The objective of this research is to study novel device concepts in split-off quantum dots and to develop high performance photodetectors responding up to the terahertz range. The unique integration of split-off transitions allows genuine bound-to-bound transitions in quantum dots, multi-color operation and tailoring spectral response, while having the advantage of three-spatial confinement for carriers. The approaches are to investigate photovoltaic structures containing quantum dots and dots in wells. The ultimate goal is to develop split-off quantum dot photodetectors operating at elevated temperatures with high detectivity and sensitivity.
The intellectual merit is to develop a novel technology for optoelectronic devices. The proposed novel concept of split-off quantum dots addresses limitations presently associated with regular quantum dot photodetectors, yielding higher performance. Covering the entire range from visible to infrared, split-off quantum dots can also be an ideal photovoltaic material for fully absorbing solar energy reaching the Earth. Hence, this project should advance the optoelectronic device field and innovate the renewable energy arena.
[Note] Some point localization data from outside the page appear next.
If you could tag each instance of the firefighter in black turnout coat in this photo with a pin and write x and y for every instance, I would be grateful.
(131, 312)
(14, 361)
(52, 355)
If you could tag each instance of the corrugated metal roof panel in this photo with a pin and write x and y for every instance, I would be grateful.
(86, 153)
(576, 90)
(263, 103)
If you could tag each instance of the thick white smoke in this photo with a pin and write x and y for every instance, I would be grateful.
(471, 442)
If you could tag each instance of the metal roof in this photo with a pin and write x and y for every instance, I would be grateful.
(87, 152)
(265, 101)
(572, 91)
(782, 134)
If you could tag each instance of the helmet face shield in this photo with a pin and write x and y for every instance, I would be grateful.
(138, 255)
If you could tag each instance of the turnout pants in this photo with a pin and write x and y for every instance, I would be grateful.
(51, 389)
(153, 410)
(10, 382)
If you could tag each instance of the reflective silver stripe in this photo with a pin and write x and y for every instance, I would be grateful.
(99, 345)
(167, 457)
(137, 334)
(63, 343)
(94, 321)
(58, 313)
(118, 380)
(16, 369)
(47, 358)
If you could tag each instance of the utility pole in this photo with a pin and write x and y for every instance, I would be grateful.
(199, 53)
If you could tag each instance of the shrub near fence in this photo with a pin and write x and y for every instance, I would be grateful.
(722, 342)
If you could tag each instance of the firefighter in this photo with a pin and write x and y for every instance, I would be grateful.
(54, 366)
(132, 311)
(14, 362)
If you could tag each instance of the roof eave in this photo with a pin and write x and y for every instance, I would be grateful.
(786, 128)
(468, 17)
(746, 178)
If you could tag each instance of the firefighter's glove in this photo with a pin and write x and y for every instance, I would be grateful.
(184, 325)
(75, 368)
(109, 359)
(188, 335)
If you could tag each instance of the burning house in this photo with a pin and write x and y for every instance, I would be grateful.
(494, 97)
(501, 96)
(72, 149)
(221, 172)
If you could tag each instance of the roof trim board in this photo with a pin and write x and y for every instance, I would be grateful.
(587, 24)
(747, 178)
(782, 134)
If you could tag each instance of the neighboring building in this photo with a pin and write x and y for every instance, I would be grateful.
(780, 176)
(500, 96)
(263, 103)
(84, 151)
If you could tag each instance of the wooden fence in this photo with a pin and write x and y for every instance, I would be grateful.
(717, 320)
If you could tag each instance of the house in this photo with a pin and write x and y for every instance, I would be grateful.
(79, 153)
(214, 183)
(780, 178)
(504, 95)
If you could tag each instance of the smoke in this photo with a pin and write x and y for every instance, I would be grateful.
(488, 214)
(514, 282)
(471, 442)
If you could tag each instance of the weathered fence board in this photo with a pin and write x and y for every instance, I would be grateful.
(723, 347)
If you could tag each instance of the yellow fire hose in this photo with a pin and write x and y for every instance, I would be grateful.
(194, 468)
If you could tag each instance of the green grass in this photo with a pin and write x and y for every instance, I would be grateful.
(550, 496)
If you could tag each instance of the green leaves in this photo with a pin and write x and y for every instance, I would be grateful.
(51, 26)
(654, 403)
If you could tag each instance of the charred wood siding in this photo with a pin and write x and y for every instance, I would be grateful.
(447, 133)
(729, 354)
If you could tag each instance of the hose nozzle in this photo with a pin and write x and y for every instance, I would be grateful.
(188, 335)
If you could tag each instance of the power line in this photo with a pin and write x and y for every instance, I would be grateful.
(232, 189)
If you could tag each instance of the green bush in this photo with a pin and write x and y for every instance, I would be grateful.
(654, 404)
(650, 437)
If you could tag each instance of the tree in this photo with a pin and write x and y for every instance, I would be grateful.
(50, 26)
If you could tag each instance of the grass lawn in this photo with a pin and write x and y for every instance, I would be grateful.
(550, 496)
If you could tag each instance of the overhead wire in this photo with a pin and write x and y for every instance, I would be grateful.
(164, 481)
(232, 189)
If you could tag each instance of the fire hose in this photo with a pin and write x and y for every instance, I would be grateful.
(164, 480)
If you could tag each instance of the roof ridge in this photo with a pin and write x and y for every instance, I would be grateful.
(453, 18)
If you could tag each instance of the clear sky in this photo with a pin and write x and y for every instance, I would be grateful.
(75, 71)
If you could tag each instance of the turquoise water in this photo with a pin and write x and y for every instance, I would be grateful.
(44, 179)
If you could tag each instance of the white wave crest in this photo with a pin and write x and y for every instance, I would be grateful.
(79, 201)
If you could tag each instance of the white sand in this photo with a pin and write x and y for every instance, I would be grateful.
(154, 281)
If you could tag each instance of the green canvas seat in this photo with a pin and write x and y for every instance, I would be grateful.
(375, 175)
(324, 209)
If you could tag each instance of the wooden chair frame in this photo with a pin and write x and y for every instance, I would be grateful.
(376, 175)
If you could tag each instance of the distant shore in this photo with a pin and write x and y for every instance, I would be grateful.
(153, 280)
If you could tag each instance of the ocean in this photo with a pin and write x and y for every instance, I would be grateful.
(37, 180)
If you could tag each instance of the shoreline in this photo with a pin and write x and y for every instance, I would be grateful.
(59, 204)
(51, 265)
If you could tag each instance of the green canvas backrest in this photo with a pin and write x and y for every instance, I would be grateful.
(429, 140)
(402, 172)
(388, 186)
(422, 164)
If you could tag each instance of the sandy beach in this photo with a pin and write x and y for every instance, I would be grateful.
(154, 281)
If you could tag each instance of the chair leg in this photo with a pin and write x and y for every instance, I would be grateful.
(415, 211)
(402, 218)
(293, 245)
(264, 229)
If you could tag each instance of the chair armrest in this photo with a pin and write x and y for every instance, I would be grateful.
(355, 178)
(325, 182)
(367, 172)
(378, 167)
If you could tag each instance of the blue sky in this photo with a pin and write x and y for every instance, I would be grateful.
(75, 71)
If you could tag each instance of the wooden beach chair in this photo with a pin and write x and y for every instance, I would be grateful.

The broader impacts are the new device concepts for quantum dot semiconductor research which could not only drastically improve detector technology but also revolutionize the solar energy conversion research. The education and outreach efforts will provide highly competent post-doctoral, graduate, undergraduate students and K-12 teachers (P-16) supported by NSF REU/RET supplements in both fundamental research and the state-of-the-art technological area. Highly sensitive detectors operating at high temperatures will have a vast range of applications in military/defense, industrial, and civilian endeavors, creating major potential economic advantages.